The following is a partial lit review from January 2017 of recent conversations surrounding Linked Open Data within the humanities with a focus on what generosity means in the context of the Semantic Web. I’ve experimented with form in this post by lifting key voices out of the text and styling them as block quotes in order to better visualize the range of opinions presented in this review.
I have also set up a corresponding (open) annotated bibliography on Zotero which you can find here. The annotations can be found in both the Notes attached to each citation, as well as under Extra so that readers may quickly move through the citations, rather than having to open each Note separately. Where possible, I have processed the text of the essays, blog posts, and articles featured in this annotated bibliography using Voyant Tools and included up to ten tags of the most frequently used words.
The dream of the Semantic Web and the emergence of LOD
Popular buzz surrounding the Semantic Web has been going on since the early 2000s, later epitomized in a TED talk Tim Berners-Lee delivered in 2009. In his talk, Berners-Lee announced to the world that he needed some help revamping the World Wide Web: a world in which web documents and data coexist.
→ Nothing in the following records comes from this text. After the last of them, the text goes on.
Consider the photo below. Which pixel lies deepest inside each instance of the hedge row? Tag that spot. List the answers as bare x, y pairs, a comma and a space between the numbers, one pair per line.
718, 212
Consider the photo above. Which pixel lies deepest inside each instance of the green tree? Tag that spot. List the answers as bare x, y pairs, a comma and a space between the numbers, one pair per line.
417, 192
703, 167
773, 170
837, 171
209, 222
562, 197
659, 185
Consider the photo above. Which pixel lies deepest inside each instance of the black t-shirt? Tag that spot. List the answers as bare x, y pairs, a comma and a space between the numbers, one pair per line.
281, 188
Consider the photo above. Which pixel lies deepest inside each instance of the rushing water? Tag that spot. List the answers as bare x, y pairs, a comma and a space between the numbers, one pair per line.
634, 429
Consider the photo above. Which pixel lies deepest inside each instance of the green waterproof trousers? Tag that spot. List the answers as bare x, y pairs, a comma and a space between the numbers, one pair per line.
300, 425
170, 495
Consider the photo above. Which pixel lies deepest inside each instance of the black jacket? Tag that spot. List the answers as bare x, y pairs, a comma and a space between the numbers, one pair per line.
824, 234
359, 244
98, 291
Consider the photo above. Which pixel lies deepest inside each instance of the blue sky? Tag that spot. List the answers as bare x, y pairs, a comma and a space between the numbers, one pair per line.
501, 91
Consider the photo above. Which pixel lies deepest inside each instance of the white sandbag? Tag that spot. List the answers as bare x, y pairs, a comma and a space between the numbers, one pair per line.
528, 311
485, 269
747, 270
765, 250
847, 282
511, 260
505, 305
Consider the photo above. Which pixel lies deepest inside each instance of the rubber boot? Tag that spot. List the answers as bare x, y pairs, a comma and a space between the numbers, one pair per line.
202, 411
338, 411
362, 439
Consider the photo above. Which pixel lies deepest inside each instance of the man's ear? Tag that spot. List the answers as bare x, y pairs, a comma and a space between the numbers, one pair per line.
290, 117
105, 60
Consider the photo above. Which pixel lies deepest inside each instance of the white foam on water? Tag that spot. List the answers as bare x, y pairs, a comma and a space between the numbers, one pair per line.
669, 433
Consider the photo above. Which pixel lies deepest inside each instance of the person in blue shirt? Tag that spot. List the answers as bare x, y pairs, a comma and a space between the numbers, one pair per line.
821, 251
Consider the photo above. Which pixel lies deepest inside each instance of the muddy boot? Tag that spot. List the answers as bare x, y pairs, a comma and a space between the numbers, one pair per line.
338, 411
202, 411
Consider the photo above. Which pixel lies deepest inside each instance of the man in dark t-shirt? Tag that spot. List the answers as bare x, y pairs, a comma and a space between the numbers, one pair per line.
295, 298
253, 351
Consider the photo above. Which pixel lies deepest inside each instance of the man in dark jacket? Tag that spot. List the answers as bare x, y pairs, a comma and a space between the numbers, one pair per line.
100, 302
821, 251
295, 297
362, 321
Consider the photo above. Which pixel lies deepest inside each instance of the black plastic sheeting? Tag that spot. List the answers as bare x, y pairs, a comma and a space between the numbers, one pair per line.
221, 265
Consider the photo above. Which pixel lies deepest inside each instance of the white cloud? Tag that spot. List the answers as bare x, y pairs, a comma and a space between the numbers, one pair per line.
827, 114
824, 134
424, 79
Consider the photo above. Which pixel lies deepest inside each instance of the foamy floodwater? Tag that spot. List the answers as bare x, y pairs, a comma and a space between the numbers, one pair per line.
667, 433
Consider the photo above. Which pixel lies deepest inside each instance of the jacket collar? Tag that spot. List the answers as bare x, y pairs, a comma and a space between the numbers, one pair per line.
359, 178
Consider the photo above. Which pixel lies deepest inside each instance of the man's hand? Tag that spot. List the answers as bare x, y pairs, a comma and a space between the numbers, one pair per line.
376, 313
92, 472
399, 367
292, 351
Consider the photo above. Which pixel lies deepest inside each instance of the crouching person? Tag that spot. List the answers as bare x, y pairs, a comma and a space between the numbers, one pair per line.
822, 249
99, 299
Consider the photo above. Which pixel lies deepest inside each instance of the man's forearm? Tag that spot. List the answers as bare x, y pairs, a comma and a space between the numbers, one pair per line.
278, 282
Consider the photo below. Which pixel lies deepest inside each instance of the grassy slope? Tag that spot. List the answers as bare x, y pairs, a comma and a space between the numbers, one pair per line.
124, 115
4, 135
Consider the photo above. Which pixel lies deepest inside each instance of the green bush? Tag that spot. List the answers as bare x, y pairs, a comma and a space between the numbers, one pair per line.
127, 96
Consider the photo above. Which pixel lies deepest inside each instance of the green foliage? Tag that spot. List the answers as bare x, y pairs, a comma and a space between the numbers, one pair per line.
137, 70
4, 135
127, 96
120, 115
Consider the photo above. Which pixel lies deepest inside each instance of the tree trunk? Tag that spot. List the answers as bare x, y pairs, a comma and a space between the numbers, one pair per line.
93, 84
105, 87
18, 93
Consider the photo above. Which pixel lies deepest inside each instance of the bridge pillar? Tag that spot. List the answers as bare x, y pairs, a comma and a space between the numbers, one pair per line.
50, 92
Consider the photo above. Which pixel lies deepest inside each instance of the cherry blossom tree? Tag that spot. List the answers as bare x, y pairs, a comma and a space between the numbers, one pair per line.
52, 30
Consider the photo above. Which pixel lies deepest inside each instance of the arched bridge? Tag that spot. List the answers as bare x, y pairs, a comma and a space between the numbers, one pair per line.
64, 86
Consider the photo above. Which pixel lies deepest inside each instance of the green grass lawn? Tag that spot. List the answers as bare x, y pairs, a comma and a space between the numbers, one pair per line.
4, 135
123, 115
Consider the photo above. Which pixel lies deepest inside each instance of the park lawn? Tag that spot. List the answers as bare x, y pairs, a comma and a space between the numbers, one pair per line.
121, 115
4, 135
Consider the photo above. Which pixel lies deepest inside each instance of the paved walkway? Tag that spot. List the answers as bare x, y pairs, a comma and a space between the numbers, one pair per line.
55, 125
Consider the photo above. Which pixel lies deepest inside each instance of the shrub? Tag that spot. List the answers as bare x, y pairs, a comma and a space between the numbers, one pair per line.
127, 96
What he asked for was a collective push towards making raw data available on the Web, by which he meant machine-readable data. The same year Berners-Lee, Christian Bizer, and Tom Heath published a paper in the International Journal on Semantic Web and Information Systems titled, “Linked Data – The Story so Far.” In it, they describe Linked Data as “a set of best practices for publishing and connecting structured data on the Web” which opens up the possibility of establishing a “global data space.” Where Open Data means data that is freely accessible on the web in non-proprietary form, Linked Open Data (or LOD) at its most basic is hyperlinked data, meaning data that references and connects to other data on the Web. Structurally, LOD is created through the use of URIs (Unique Resource Identifiers), the vocabularies that identify and define relationships between resources (which make up web ontologies), and RDF (Resource Description Framework). If the World Wide Web is made up of documents, then the Semantic Web is a Web made up of data. For a complete technical overview on LOD, I recommend a look at linkeddata.org, the W3C, or the Berners-Lee and co. paper referenced above. There is still much confusion surrounding the relationship between the Semantic Web and Linked Open Data. Where some believe the Semantic Web and LOD to be one and the same, others understand the Semantic Web as made up of Linked (Open) Data – this review subscribes to the latter. The lack of consensus, however, is interesting and perhaps representational of the spirit of Linked Open Data in that it reflects both its charm and difficulty, that is, the nature of LOD’s conflicting ontologies and unregulated vocabularies.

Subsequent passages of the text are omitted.